На крик из соседнего дома вышла тучная босая женщина в красном сарафане.
— Слышь, Мотя, это Павла Лукина сынок. Да ну, друг из Глухова, я тебе говорил. Так ты и подумай, что к чему.
— Так ведь баня с утра топлена.
— И это дело. — И, махнув рукой, дядя Петя отпустил женщину к ее делам.

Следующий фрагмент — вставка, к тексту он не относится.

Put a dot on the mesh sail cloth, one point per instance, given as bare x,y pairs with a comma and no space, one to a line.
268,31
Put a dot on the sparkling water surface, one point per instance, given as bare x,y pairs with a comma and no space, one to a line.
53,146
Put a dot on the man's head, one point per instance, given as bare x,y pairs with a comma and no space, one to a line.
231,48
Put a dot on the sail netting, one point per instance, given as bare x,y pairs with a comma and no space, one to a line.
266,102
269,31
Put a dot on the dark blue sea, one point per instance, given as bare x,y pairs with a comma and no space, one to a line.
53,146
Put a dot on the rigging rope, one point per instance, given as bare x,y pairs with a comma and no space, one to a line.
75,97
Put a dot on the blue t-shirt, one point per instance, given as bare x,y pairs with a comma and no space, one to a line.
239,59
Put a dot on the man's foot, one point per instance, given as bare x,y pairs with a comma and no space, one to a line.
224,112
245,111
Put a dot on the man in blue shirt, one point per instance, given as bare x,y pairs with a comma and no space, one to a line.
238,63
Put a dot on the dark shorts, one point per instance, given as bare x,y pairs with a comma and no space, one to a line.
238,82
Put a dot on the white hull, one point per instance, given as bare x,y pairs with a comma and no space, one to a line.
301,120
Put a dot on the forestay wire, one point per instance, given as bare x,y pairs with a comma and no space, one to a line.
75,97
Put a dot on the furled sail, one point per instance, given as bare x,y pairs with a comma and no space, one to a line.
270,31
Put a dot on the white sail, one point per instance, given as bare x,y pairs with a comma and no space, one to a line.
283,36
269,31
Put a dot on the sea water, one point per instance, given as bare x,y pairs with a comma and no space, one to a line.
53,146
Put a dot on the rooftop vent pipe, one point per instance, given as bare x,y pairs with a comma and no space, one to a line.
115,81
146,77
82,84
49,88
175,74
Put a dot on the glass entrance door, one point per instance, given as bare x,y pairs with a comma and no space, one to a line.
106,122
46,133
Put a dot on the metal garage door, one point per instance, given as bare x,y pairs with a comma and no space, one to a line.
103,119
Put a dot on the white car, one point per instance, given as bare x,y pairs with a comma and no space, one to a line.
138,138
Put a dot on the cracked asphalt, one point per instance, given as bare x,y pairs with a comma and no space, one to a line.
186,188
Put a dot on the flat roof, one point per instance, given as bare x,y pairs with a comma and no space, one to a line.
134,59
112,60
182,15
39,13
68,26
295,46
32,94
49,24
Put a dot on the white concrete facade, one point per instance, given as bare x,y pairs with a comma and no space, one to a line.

— Да ты же Мотю не знаешь, — объяснил он присутствие в доме незнакомой женщины. — Мария Антоновна, вечная ей память и земля пухом, перед войной, как ты знаешь, слегла и вскоре отправилась искать лучшей доли. Володьку, навроде тебя, в сорок первом припекли под знамена боевые. Анюта, дочка, замуж за проезжего солдата вышла и утекла. Вот ты посчитай, Вася, и это простенько — один остался, как этот вот палец. А тут одна женщина, вот хоть бы Мотя, пример приведем, держит путь в Уселье. Там у нее сестра живет. Но где Уселье, ты это знаешь, там и веселье. Она ждала попутку день и другой, да так вот третий год и ожидает. Но это уж с печатью и подписью, как то и положено. Да она негрозная, и сам увидишь.
— А что — плохо с машинами? Я, по правде говоря, засиживаться не собираюсь. Мне бы за три-четыре дня обернуться.
— Что ты, Вася, какие машины! И звук их я позабыл. Если только кого на телеге подвезут, так обратно прихватят счастливчика. Но полагаться приходится более всего на ноги прыткие.
— Так ведь шестьдесят до Глухова.
— Что и доказывалось неоднократно. А потому часок дела не решит. И ты вот от баньки не отказывайся, Мотя для меня топила, как сегодня как раз именно суббота, а потом выкушаешь, что Мотя подкинет.
— Про глуховских слышно ли что-нибудь? Я вот полгода писем не получал. Может, и писали мне, да на месте сидеть не приходилось.
— Сейчас ведь, Вася, добрые вести доходят редко, а вот худого я ничего не слышал. Вот теперь и первая добрая весть — всем говорить стану, что Вася Лукин вернулся с победой и целехонек.
И вот когда Лукин обдал раскаленные камни и пар пронял его и пропитал каждую клетку тела, и Лукин, обессиленный, спустился на скамейку, вот только тогда понял он до основания, что война, пожалуй, действительно кончилась. Нет, что говорить, это и прежде было известно, что кончилась, и когда полночи палили из автоматов под Братиславой, и потом три месяца, когда можно было ходить прямо, не опасаясь обстрелов. Но не распрямлялась в душе пружина, чтоб вот так окончательно понять: все! конец этой каше! Вот так, всякой клеточкой осознал Лукин впервые — все, не лежать ему в окопе, не тянуть ему провод по глубокому снегу, да быстрее же, быстрее, дух отлетает, селезенка екает, как у загнанной лошади, не будет встреч на время, а разлук навсегда.
Ах ты, мать честная, да на что ж это лучшие годы ушли, да куда же это в годы такие нестарые душа подевалась, где бы теперь найти ее, чем бы это дело такое поправить.
Одевшись, Лукин постоял на берегу. Потом подошел к дикой яблоньке и, прислонясь к ней спиной, неторопливо закурил.
Река тиха и неподвижна, и смотри ты, как высока и густа у ног трава, и каким ровным зеленым строем проступает противоположный берег, и как близка к осеннему увяданию зелень деревьев и трав.
Медленным движением Лукин убрал волосы со лба, чтоб они не мешали ему видеть этот солнечный мир.
Все было сейчас внове для него: и жаркое августовское солнце, и густая трава, и неподвижная синева воды, и дымка противоположного берега, но главное — он сам, неторопливый, ничем не озабоченный. И понимал Лукин, что вот прямо сейчас начинается новая его жизнь и есть некоторая возможность, по началу судя, что будет она удивительной и, может статься, даже и счастливой. А та жизнь, прежняя, останется за поворотом этой вот текучей зыбкой минуты, она, конечно, не исчезнет, нет, она засядет в рубцах, в памяти, в мозжечках, чтоб иной раз засвербить и выявить вполне удивительность текущей новой жизни.